Some customers might only want to shop at an insurance company that can handle all of their insurance needs. After all, it’s annoying to manage four different billing cycles, keep track of all of those passwords and remember who to call for which issue. Offering multiple product lines might further open you up to a new set of customers.
While some of these advantages are related directly to costs, I think about economies of scope as expanding your revenue opportunities. With bundling, you can now sell twice as many insurance policies to the same customer. With better data, you can reach customers you would not have previously been comfortable insuring. And with being a one-stop-shop, you can reach a brand new segment who values convenience and consistency.
Economies of a startup
One thing you are probably noticing is that it’s hard to have economies of anything at a startup. After all, when you are so much smaller than the incumbents, they probably have both more scale and more scope than you do.
This is why the standard advice for startups is that your product needs to be 10x better than the incumbent. If it’s only twice as good, people will likely stick with the cheaper, safer, more convenient option. However, if it’s 10x as good, some (not all) people will be willing the make the leap.

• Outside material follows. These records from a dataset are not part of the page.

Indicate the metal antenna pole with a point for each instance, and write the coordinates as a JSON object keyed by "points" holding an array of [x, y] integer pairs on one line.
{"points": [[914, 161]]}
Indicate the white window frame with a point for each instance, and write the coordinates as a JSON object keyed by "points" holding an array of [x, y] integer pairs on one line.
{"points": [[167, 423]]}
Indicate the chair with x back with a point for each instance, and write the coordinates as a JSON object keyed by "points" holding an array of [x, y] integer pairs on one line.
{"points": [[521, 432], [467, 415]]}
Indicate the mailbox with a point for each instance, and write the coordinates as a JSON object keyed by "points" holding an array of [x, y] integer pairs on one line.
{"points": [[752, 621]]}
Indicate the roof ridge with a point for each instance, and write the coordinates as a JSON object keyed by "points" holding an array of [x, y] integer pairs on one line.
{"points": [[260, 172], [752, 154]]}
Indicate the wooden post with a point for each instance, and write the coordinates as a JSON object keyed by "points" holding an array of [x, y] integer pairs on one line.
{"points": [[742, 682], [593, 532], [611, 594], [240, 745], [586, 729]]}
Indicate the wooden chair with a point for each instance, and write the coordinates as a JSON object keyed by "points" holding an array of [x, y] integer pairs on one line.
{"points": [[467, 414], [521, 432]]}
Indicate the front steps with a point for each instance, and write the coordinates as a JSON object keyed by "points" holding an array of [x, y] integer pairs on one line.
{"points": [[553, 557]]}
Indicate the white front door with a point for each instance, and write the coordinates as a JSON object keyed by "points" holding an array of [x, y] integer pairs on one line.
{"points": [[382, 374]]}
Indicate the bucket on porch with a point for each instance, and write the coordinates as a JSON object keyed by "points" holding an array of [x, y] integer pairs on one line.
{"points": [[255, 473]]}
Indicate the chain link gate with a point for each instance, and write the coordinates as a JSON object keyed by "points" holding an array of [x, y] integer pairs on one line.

But just because you don’t have any size advantages doesn’t mean you shouldn’t be thinking about them.
If your competitor relies on economies of scale, taking even 5% of their customers can have major impacts on their bottom line. We talked about a business like Blockbuster that relied on getting a certain number of video rentals for their stores to be profitable. Once they lost a small amount of their market share, their stores starting losing money.
If they rely on economies of scope, focus your efforts on a single vertical. Just like with economies of scale, taking away one vertical can have an outsized impact on their economics.
As you grow, use this framework to think determine if you should grow in scale or in scope. Startups are extremely resource constrained so being focused and intentional is crucial.
Or increase their profit margins, increase employee salaries, or a plethora of other options.
Or, as mentioned previously, given to shareholders or employees or whatever.
Lifetime Value.
You can also think about this as there being two customers (one for home insurance and one for car insurance) and splitting the CAC between them.